In a previous post, I revealed the origin of rumors about throat skin from Tarbosaurus. It turns out that there is another alleged specimen featured in a book but not in the scientific literature. The above photo, only captioned as “Fossilized tarbosaur [sic] skin”, was published in Dino Gangs (Young, 2011). There is no information in the text on what locality it is from, when it was discovered, or if it was collected. There is also no information on what part of the body it is from, but some online sources have identified it as a thoracic impression without explanation (e.g., Ballze, 2018). However, the polygonal basement scales (~1 cm diameter) and polygonal feature scales (~2 cm diameter) do not match the pebbly basement scales (~2 mm diameter) and lack of feature scales in confirmed Tarbosaurus skin impressions (Currie et al., 2003; Bell et al., 2017b).
Instead, I noticed that this specimen has a striking resemblance to Saurolophus angustirostris skin from the Dragon’s Tomb locality in Mongolia (Bell, 2012). The sizes and shapes of the basement and feature scales are almost identical between the two as seen in the comparison below. While not impossible that Tarbosaurus had superficially Saurolophus-like scales in areas of the body where skin is currently unknown, this would contradict impressions from other tyrannosaurs. None of the four other genera with preserved skin (Albertosaurus, Daspletosaurus, Gorgosaurus, and Tyrannosaurus) have scales that exceed 7 mm in diameter (Bell et al., 2017a; 2017b). In the absence of further evidence, it is safest to refer the specimen figured in Young (2011) to Saurolophus and not Tarbosaurus.
Comparison between the “Tarbosaurus” skin (left) and Saurolophus skin (right), modified from Young (2011) and Bell (2012) respectively.
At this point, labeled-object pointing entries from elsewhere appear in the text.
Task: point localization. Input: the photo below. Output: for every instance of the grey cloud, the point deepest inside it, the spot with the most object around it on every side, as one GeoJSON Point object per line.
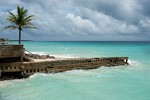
{"type": "Point", "coordinates": [76, 19]}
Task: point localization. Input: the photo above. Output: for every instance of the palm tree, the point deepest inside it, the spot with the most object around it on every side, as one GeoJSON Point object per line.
{"type": "Point", "coordinates": [20, 21]}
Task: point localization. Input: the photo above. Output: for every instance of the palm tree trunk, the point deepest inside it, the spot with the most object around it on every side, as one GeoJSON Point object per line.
{"type": "Point", "coordinates": [19, 35]}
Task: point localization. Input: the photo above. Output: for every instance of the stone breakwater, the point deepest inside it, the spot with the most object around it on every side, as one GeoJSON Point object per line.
{"type": "Point", "coordinates": [24, 69]}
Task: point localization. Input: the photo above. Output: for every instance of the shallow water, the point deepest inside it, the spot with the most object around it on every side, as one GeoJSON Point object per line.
{"type": "Point", "coordinates": [105, 83]}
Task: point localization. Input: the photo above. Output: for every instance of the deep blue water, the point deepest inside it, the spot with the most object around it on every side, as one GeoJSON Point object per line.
{"type": "Point", "coordinates": [116, 83]}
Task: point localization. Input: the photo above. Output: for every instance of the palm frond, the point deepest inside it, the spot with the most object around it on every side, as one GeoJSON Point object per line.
{"type": "Point", "coordinates": [10, 27]}
{"type": "Point", "coordinates": [28, 26]}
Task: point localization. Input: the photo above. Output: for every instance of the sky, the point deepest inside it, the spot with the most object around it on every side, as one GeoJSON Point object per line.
{"type": "Point", "coordinates": [81, 20]}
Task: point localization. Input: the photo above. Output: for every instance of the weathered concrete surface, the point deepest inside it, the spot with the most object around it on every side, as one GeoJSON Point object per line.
{"type": "Point", "coordinates": [28, 68]}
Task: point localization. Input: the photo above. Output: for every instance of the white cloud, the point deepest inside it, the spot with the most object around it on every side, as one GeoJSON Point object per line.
{"type": "Point", "coordinates": [90, 18]}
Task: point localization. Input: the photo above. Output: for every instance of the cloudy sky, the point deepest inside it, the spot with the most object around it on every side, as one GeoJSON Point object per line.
{"type": "Point", "coordinates": [82, 20]}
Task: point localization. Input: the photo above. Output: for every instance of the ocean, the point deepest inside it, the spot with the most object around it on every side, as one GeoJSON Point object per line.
{"type": "Point", "coordinates": [130, 82]}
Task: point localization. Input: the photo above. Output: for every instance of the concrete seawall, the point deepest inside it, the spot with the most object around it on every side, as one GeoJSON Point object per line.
{"type": "Point", "coordinates": [25, 69]}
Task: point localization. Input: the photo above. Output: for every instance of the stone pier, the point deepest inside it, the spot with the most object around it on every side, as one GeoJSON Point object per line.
{"type": "Point", "coordinates": [12, 66]}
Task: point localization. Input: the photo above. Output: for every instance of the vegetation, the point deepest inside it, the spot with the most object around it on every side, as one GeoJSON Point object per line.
{"type": "Point", "coordinates": [20, 20]}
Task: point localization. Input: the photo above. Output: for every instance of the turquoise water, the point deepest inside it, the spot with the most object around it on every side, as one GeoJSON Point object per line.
{"type": "Point", "coordinates": [115, 83]}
The scalebar in the latter is 1 cm.
Hendrickx et al. (2022) concur with my identification of this specimen as a hadrosaur.
“In his book Dino Gangs: Dr. Philip J. Currie’s New Science of Dinosaurs, Young (2011) illustrates a picture of a beautifully preserved skin impression attributed to Tarbosaurus in the caption. […] In addition, the skin morphology, particularly the presence of large polygonal feature scales and comparatively large polygonal basement scales, strongly suggests that it is not from a theropod dinosaur but probably from a hadrosaurid.”
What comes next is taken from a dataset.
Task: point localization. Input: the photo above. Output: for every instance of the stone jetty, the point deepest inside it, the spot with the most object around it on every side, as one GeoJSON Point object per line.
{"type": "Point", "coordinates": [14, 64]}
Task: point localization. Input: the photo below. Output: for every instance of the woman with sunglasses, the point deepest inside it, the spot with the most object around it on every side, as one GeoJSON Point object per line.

- Ballze, J. (2018, June 4). Tyrannosaur skin and osteological correlates for integument. Version 2. DeviantArt. http://web.archive.org/web/20211031210234/https://www.deviantart.com/blomman87/art/The-Newest-updated-version-Tyrannosaur-skinchart-748376293
- Bell, P.R. (2012). Standardized terminology and potential taxonomic utility for hadrosaurid skin impressions: a case study for Saurolophus from Canada and Mongolia. PLoS ONE, 7(2): e31295. https://doi.org/10.1371/journal.pone.0031295
- Bell, P.R., Campione, N.E., Persons, W.S., IV, Currie, P.J., Larson, P.L., Tanke, D.H., & Bakker, R.T. (2017a). Tyrannosauroid integument reveals conflicting patterns of gigantism and feather evolution. Biology Letters, 13(6): 20170092. http://dx.doi.org/10.1098/rsbl.2017.0092
- Bell, P.R., Campione, N.E., Persons, W.S., IV, Currie, P.J., Larson, P.L., Tanke, D.H., & Bakker, R.T. (2017b). Supplementary material from “Tyrannosauroid integument reveals conflicting patterns of gigantism and feather evolution” (version 2). The Royal Society. https://doi.org/10.6084/m9.figshare.c.3787391.v2
- Currie, P.J., Badamgarav, D., & Koppelhus, E.B. (2003). The first Late Cretaceous footprints from the Nemegt locality in the Gobi of Mongolia. Ichnos, 10(1), 1-13.
- Hendrickx, C., Bell, P.R., Pittman, M., Milner, A.R.C., Cuesta, E., O’Connor, J., Loewen, M., Currie, P.J., Mateus, O., Kaye, T.G., & Delcourt, R. (2022). Supplementary information for: Morphology and distribution of scales and other non-feather epidermal structures in non-avialan theropod dinosaurs. Cambridge Philosophical Society. https://doi.org/10.1111/brv.12829
- Young, J. (2011). Dino Gangs: Dr. Philip J. Currie’s New Science of Dinosaurs. Harper Collins.